О жизни и смерти

Кастор Фибров
    Человек с подобным (поэтическим) мировосприятием подобен дереву. Когда его что-либо ранит, вытекает приятный сок, как у берёз, или благоуханная смола, как у ливанского кедра, или полезная живица, как у сосны, и ещё многое возможно. Но сам он оттого умирает. Может, кто-то уже говорил об этом? Что ж, тогда это подтверждает истинность сказанного.
    Но можно даже сказать ещё больше. Поэту обязательно нужны скорби, иначе он остаётся безплодным.

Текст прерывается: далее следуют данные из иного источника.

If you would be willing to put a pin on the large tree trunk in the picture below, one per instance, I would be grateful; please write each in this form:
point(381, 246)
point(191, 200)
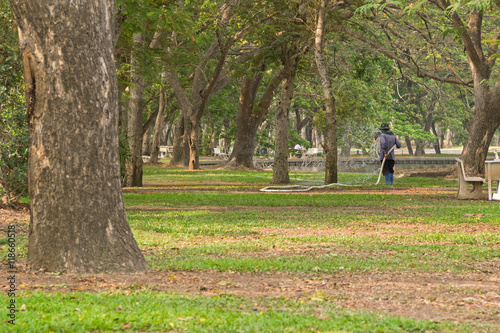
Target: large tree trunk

    И ещё одно. Отнюдь не всегда плод обретается сладким и вдохновенным, а чаще стяжевается с кровью и страданием. И не только потому, что слышимые нами слова, оставаясь выше нас, застыли на губах, как пытка, никак не могущи обрести себе формы и звучания, что всё застилает туман, и сильный голос говорящего (можно бы это слово даже написать с большой буквы), хотя характер его и ясен, не делает ясным его очертаний, не говоря уже о его лике.
    Не только поэтому. Ещё и потому что слова могут пройти, мило прогуливаясь и разглядывая природу или что-нибудь ещё, пройти мимо, и нужно их догонять, трудиться и вопить вслед с понуждением, лупить молотком по зубилу, пока камень не начнёт поддаваться, до вонючего пота.
    И потом – вдруг – искра и – свет.
    И тогда уже желается умереть, истощиться в каждой строчке.